We often think of Art as a dyad: A conflicting synthesis between Maker and Receiver where the Receiver judges the effort of the Maker and the actual Object is just an afterthought.
Sometimes, we just look at the Object — the Art — and we are left wondering about context and intention, and without that information, we invent and conjure rationale and meaning and that does nothing to enlighten the Object we are admiring.
When it comes to judging Beauty in others, we have a standardized Human Universal Beautiful for exploitation, but we don’t really have an independent method for providing the same inherent value judgments for standalone Art without triangulation.

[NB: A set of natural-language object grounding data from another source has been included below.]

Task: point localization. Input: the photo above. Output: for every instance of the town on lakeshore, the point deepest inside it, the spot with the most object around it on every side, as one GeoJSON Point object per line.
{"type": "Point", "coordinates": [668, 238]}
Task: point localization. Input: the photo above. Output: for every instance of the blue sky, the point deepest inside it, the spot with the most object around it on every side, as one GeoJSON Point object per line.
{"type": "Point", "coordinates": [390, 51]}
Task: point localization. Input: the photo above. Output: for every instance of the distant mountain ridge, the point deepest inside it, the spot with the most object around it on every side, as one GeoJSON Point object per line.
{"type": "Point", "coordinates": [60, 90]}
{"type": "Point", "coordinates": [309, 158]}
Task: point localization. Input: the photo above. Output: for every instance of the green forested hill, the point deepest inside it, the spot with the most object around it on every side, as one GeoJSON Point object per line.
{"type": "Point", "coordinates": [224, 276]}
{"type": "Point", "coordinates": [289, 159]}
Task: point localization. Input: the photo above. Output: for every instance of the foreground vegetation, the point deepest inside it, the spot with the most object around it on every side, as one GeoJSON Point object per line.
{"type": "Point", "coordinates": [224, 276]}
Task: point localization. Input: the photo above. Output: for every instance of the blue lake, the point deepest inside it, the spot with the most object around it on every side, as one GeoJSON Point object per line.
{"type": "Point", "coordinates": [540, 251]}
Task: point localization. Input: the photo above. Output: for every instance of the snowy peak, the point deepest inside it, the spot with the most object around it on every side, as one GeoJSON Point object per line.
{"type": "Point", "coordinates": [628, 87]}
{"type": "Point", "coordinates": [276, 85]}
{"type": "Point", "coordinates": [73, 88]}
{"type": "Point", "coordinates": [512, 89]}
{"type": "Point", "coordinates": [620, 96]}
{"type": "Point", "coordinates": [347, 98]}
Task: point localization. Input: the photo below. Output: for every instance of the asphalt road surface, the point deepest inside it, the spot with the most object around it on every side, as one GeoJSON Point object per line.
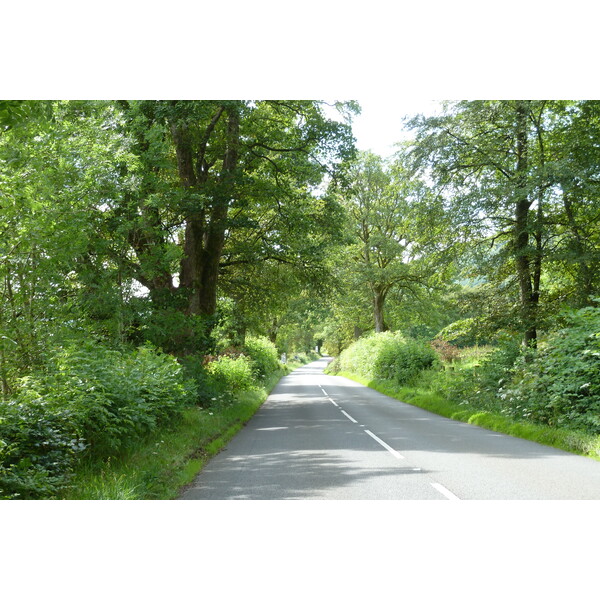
{"type": "Point", "coordinates": [324, 437]}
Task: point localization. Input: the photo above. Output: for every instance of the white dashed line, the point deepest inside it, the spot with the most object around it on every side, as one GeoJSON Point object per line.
{"type": "Point", "coordinates": [353, 420]}
{"type": "Point", "coordinates": [388, 448]}
{"type": "Point", "coordinates": [442, 490]}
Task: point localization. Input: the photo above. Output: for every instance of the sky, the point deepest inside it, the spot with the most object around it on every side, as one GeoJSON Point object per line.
{"type": "Point", "coordinates": [380, 126]}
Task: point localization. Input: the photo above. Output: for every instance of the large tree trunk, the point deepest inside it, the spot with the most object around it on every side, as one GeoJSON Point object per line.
{"type": "Point", "coordinates": [521, 232]}
{"type": "Point", "coordinates": [379, 296]}
{"type": "Point", "coordinates": [205, 226]}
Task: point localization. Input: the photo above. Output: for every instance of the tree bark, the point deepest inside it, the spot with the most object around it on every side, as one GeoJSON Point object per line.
{"type": "Point", "coordinates": [521, 232]}
{"type": "Point", "coordinates": [205, 224]}
{"type": "Point", "coordinates": [379, 296]}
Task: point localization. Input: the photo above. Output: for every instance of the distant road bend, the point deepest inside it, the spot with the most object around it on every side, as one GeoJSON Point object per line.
{"type": "Point", "coordinates": [324, 437]}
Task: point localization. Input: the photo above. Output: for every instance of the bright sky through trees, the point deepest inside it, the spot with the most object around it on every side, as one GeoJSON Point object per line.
{"type": "Point", "coordinates": [380, 125]}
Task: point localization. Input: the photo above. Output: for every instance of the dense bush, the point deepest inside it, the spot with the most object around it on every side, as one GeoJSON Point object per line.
{"type": "Point", "coordinates": [445, 351]}
{"type": "Point", "coordinates": [231, 374]}
{"type": "Point", "coordinates": [263, 354]}
{"type": "Point", "coordinates": [387, 356]}
{"type": "Point", "coordinates": [88, 400]}
{"type": "Point", "coordinates": [561, 384]}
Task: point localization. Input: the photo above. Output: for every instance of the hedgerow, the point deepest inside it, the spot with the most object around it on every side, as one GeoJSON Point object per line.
{"type": "Point", "coordinates": [88, 401]}
{"type": "Point", "coordinates": [386, 356]}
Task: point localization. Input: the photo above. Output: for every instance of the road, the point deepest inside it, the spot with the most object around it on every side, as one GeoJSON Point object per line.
{"type": "Point", "coordinates": [323, 437]}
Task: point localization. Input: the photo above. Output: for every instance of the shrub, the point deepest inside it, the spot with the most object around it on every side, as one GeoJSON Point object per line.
{"type": "Point", "coordinates": [386, 356]}
{"type": "Point", "coordinates": [88, 400]}
{"type": "Point", "coordinates": [561, 384]}
{"type": "Point", "coordinates": [263, 354]}
{"type": "Point", "coordinates": [232, 375]}
{"type": "Point", "coordinates": [445, 351]}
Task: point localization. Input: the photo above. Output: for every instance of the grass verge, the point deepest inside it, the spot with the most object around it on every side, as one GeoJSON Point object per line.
{"type": "Point", "coordinates": [565, 439]}
{"type": "Point", "coordinates": [170, 459]}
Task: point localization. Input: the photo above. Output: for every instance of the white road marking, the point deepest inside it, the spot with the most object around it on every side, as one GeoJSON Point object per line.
{"type": "Point", "coordinates": [353, 420]}
{"type": "Point", "coordinates": [446, 492]}
{"type": "Point", "coordinates": [388, 448]}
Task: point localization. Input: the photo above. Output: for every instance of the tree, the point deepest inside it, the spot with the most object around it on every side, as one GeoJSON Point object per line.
{"type": "Point", "coordinates": [233, 182]}
{"type": "Point", "coordinates": [393, 221]}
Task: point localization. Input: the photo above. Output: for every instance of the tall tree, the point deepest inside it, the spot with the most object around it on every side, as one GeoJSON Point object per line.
{"type": "Point", "coordinates": [235, 161]}
{"type": "Point", "coordinates": [392, 217]}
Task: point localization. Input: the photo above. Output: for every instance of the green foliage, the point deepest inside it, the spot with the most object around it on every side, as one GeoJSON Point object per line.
{"type": "Point", "coordinates": [560, 385]}
{"type": "Point", "coordinates": [387, 356]}
{"type": "Point", "coordinates": [88, 401]}
{"type": "Point", "coordinates": [445, 351]}
{"type": "Point", "coordinates": [263, 355]}
{"type": "Point", "coordinates": [232, 375]}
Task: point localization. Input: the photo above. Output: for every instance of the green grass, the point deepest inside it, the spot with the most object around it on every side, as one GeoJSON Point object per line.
{"type": "Point", "coordinates": [565, 439]}
{"type": "Point", "coordinates": [171, 458]}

One person’s applied morality might be another’s public example of debauchery — and that is why Art triangulation is so important.

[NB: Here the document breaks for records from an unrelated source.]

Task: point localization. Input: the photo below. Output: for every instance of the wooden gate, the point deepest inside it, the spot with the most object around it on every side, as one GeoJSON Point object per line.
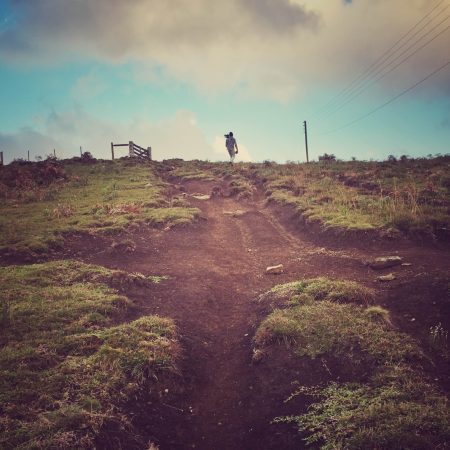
{"type": "Point", "coordinates": [134, 150]}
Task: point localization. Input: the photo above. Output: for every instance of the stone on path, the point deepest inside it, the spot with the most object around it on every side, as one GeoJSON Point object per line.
{"type": "Point", "coordinates": [201, 196]}
{"type": "Point", "coordinates": [236, 213]}
{"type": "Point", "coordinates": [275, 270]}
{"type": "Point", "coordinates": [389, 277]}
{"type": "Point", "coordinates": [385, 262]}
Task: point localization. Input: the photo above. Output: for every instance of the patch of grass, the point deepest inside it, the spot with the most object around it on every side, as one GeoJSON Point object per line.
{"type": "Point", "coordinates": [394, 407]}
{"type": "Point", "coordinates": [344, 330]}
{"type": "Point", "coordinates": [410, 196]}
{"type": "Point", "coordinates": [105, 197]}
{"type": "Point", "coordinates": [66, 367]}
{"type": "Point", "coordinates": [322, 288]}
{"type": "Point", "coordinates": [401, 411]}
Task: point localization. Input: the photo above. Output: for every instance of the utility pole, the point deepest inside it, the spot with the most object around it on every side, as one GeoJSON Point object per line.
{"type": "Point", "coordinates": [306, 140]}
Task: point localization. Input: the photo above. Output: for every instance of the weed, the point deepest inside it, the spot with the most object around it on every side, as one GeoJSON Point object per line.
{"type": "Point", "coordinates": [67, 368]}
{"type": "Point", "coordinates": [393, 407]}
{"type": "Point", "coordinates": [96, 198]}
{"type": "Point", "coordinates": [438, 337]}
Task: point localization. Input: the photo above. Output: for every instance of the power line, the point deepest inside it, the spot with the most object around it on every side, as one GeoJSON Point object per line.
{"type": "Point", "coordinates": [373, 81]}
{"type": "Point", "coordinates": [389, 101]}
{"type": "Point", "coordinates": [376, 63]}
{"type": "Point", "coordinates": [360, 86]}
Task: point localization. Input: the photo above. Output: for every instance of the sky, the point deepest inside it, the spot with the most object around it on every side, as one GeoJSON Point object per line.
{"type": "Point", "coordinates": [370, 77]}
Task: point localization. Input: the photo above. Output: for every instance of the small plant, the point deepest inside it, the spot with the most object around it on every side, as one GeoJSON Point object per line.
{"type": "Point", "coordinates": [438, 337]}
{"type": "Point", "coordinates": [327, 157]}
{"type": "Point", "coordinates": [63, 210]}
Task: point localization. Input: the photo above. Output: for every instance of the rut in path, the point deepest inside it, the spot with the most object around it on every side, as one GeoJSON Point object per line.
{"type": "Point", "coordinates": [215, 270]}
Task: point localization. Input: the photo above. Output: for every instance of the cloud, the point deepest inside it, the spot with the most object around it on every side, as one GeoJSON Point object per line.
{"type": "Point", "coordinates": [267, 48]}
{"type": "Point", "coordinates": [88, 86]}
{"type": "Point", "coordinates": [178, 136]}
{"type": "Point", "coordinates": [17, 145]}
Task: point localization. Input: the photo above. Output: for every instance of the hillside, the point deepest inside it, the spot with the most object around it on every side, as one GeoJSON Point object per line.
{"type": "Point", "coordinates": [137, 311]}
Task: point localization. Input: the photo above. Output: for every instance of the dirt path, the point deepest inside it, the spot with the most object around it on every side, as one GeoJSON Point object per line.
{"type": "Point", "coordinates": [215, 270]}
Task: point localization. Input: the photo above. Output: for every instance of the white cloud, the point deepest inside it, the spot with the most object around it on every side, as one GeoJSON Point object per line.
{"type": "Point", "coordinates": [88, 86]}
{"type": "Point", "coordinates": [176, 137]}
{"type": "Point", "coordinates": [269, 48]}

The Maker provides the vision and the means for that idea to take literal shape. Decisions are made about mass and volume and light and color and construction and texture.

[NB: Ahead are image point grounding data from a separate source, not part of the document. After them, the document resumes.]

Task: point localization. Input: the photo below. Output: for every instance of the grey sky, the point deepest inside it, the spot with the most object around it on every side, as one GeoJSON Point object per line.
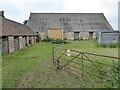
{"type": "Point", "coordinates": [19, 10]}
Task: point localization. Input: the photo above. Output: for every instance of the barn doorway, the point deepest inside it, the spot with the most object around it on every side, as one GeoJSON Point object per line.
{"type": "Point", "coordinates": [4, 44]}
{"type": "Point", "coordinates": [56, 33]}
{"type": "Point", "coordinates": [16, 43]}
{"type": "Point", "coordinates": [76, 35]}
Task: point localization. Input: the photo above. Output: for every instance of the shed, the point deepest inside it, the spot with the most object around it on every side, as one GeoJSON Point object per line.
{"type": "Point", "coordinates": [74, 25]}
{"type": "Point", "coordinates": [107, 37]}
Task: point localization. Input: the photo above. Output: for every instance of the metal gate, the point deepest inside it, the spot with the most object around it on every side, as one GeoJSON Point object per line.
{"type": "Point", "coordinates": [5, 45]}
{"type": "Point", "coordinates": [93, 69]}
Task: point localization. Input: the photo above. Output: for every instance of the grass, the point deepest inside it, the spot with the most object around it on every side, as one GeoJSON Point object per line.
{"type": "Point", "coordinates": [32, 67]}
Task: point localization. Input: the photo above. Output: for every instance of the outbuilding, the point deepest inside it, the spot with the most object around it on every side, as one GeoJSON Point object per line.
{"type": "Point", "coordinates": [71, 25]}
{"type": "Point", "coordinates": [14, 35]}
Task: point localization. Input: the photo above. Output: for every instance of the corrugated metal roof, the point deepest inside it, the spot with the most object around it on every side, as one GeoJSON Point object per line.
{"type": "Point", "coordinates": [39, 22]}
{"type": "Point", "coordinates": [9, 27]}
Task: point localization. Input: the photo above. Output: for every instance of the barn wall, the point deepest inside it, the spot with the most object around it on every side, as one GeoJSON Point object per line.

The Object exists on its own only in the sense that its objectivity is bookended by the arc of belief of the Maker and the flow of understanding from the Receiver. The Object, without that context and confinement, becomes memeingless in relevance.
The Receiver is often given the most important, and unequal, role in the Art experience because of mass. There are more Receivers than there are Objects and Makers. That inequality in numbers must never outweigh, outvote, or out maneuver the delicate triad. No Receiver is more important than the Maker or the Object.
Triangulation creates the comprehendible whole. The Maker invents. The Object exists in a context of tension. The Receiver evaluates the Object.
I am reminded of the old business trope of Triangulation. You take a sheet of paper and draw a triangle. At each corner, you write one of these three words: “Cheap” “Good” and “Fast.” Then you give the paper to your client and say, “You can have any two of those things, but not all three. You can have it cheap and good, but not fast. You can have it good and fast, but not cheap. You can have it cheap and fast, but not good.” The trick is to convince your client that the triad is unattainable.
The separation between business and Art was never clearer — because in Art, you must have all three corners of the triangle to create a sustainable structure of substantial being — while business is built on the foundation of cutting at least one corner in order to survive in a objectified world.
Great article, David! I pass by a work of art (Object) every day that some Receivers decided wasn’t ‘good enough’ and they desecrated. I will explain more in a future article! It makes me sad to see the desecrated Object!
I like the three sides. Without one of the sides, you only have an angle, not a triangle. The third leg creates the immovable structure.
Well said, Anne! The structure of the meme requires the equal cooperation of all three sides!